The German group on Thursday said growth of its cloud backlog, a key measure of contracted future sales, would “slightly decelerate” this year from the 25 per cent achieved in 2025, with recent large contracts set to ramp up more slowly than expected.
It also forecast cloud revenue growth of 23 to 25 per cent for 2026, broadly in line with analysts’ expectations but pointing to a slowdown from 26 per cent at constant currencies in 2025.
SAP’s shares fell more than 15 per cent on Thursday to their lowest level in almost two years and on course for their biggest daily decline since October 2020.

The tech group’s outlook comes amid growing concerns among investors over the impact of AI on the software industry. The sector has suffered a sell-off in recent weeks, driven by fears that big businesses will use the technology’s tools to replace traditional software services.
SAP has shed more than 30 per cent of its market capitalisation over the past 12 months, alongside similar falls at US-based rivals Salesforce and ServiceNow. Shares in ServiceNow were down about 9 per cent in pre-market trading on Thursday after its results, published on Wednesday, also failed to calm investors’ concerns over AI.
SAP, which is based in Walldorf, south-west Germany, is one of Europe’s few big tech groups. It is in the midst of shifting its business from selling on-premises software licences towards more lucrative cloud service contracts.

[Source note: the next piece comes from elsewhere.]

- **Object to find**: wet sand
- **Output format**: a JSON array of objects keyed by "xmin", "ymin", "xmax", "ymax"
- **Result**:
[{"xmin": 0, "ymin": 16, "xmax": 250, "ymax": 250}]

That shift had previously cheered investors, helping to propel SAP last year to briefly become Europe’s most valuable listed company, overtaking Danish drugmaker Novo Nordisk. But the recent sell-off has reversed some of those gains, with the top spot now held by Dutch chipmaker ASML.
SAP chief executive Christian Klein sought to play down the market reaction, saying the company needed to stay focused on executing its strategy rather than responding to short-term share price moves.
He said software-as-a-service companies were “in the penalty box” as investors questioned their role in an era when applications can increasingly be generated by AI.
But he argued that SAP was well positioned to benefit by embedding AI into business data and processes.
“It always starts with the chips and the hardware, but to create real value for businesses, you have to move up the stack,” Klein said. “These AI agents need to understand business data and processes to deliver value for customers, and we are uniquely positioned to win in business AI.”
SAP tried to reassure investors in its full-year earnings statement, saying that the group’s current cloud backlog laid a “strong foundation” for accelerating total revenue growth through to 2027.
The group also pointed to AI as an increasingly important growth driver, saying AI features were included in more than two-thirds of cloud orders booked in the fourth quarter.
“The update was solid, but not enough to clear the high execution bar,” said analysts at Citigroup, adding that SAP “needed an all-round acceleration” to counter weak sector sentiment.